How much light do you have?
What kind and how many plants do you have in there?
How often do you change the water?
How many fish do you have and how much and how often do you feed?
What kind of filter do you have?


----------



## John N. (Dec 11, 2005)

Sounds like your water parameters and nutrient levels are in the decent ranges. So it must be a lighting issue. Reduce lighting by an hour and see how that effects the algae.

-John N.


----------



## hoppycalif (Apr 7, 2005)

I used to use a 10+ hour a day light period, but since I reduced it to around 8- hours a lot of my algae woes have gone away. I'm convinced that lighting is one of the best things to adjust to affect algae.


----------



## erijnal (Apr 5, 2006)

Same boat as hoppy, I reduced my photoperiod by two hours and saw no adverse affects in my plants, but saw every algae problem disappear eventually. After manually removing as much as you can, a 3-day blackout would expediate the algae die-off, and most plants won't mind it.

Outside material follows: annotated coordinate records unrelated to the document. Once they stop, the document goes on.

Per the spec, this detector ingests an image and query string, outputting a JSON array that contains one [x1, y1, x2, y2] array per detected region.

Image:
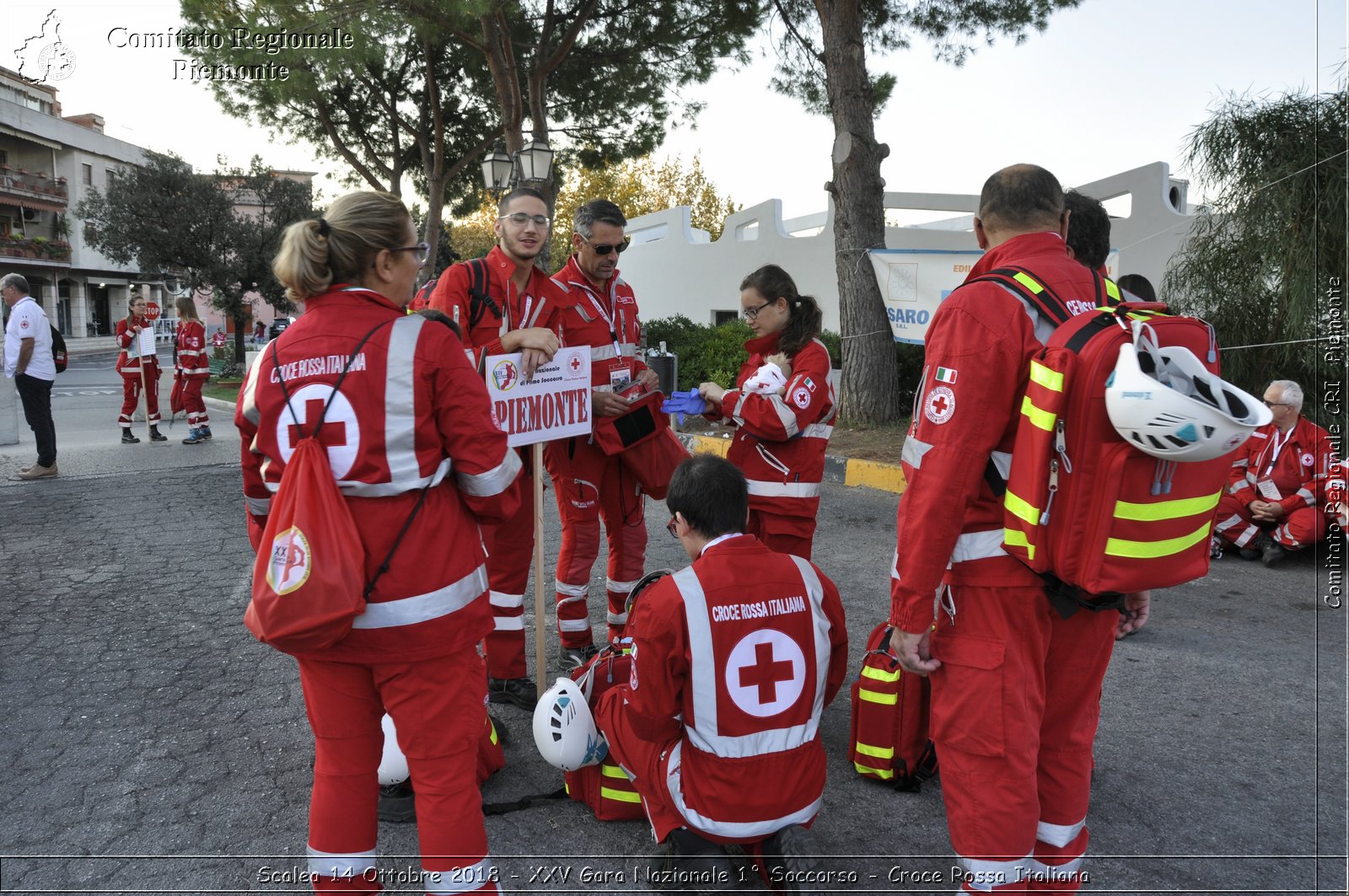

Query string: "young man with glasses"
[[544, 200, 658, 669], [1214, 379, 1334, 566], [430, 188, 572, 710]]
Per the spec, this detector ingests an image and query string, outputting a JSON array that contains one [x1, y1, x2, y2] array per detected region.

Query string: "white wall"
[[621, 162, 1192, 332]]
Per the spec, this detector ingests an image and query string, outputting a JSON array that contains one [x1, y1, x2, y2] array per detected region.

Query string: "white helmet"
[[535, 679, 609, 772], [1104, 321, 1273, 462], [379, 712, 407, 786]]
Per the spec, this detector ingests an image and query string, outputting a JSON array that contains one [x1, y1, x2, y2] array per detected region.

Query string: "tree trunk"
[[814, 0, 900, 424]]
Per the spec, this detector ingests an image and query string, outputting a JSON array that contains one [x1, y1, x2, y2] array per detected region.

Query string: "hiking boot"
[[764, 824, 827, 893], [487, 676, 538, 710], [557, 644, 599, 672], [19, 462, 58, 482], [376, 779, 417, 824]]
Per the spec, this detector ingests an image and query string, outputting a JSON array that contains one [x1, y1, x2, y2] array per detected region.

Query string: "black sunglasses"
[[582, 236, 629, 255]]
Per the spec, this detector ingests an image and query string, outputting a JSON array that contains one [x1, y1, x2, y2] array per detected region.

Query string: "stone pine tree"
[[1162, 85, 1349, 422], [771, 0, 1078, 424]]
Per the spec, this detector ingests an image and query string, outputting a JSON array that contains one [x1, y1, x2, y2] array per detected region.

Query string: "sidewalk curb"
[[679, 432, 906, 496]]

Anyway, tell us how your situation changes.


----------



## aquamaniac (Apr 14, 2005)

After a lot of search I've just realised that my home made CO2 reactor was not effective enough and my plants didn't have CO2. But they had a lot of nutrients, because I thougt that the main problem is nutrient deficiency and I increasd my daily doseing, especialy Fe and Macros.
I also noticed a big algae boom (thread) after the whater changes and I have no idea why it happens? I've put the CO2 back to my external canister filter and the resoult is incredible. My plants are pearling a lot. Let see what will happen with the algaes? I post some new pictures about my situation.

Best wishes..


----------



## hoppycalif (Apr 7, 2005)

Having a lot of fertilizers present, but little CO2 present prevents the plants from using those fertillizers. So, that could leave a lot available for the algae. When you made a water change, the new tap water could well have had a lot more CO2 in it than the tank water. That spike in CO2, followed by a big drop in CO2 could have signaled the algae to start growing. I'll bet now that your CO2 is doing better the algae will be much less vigorous and if you remove virtually all of it, it won't come back.


----------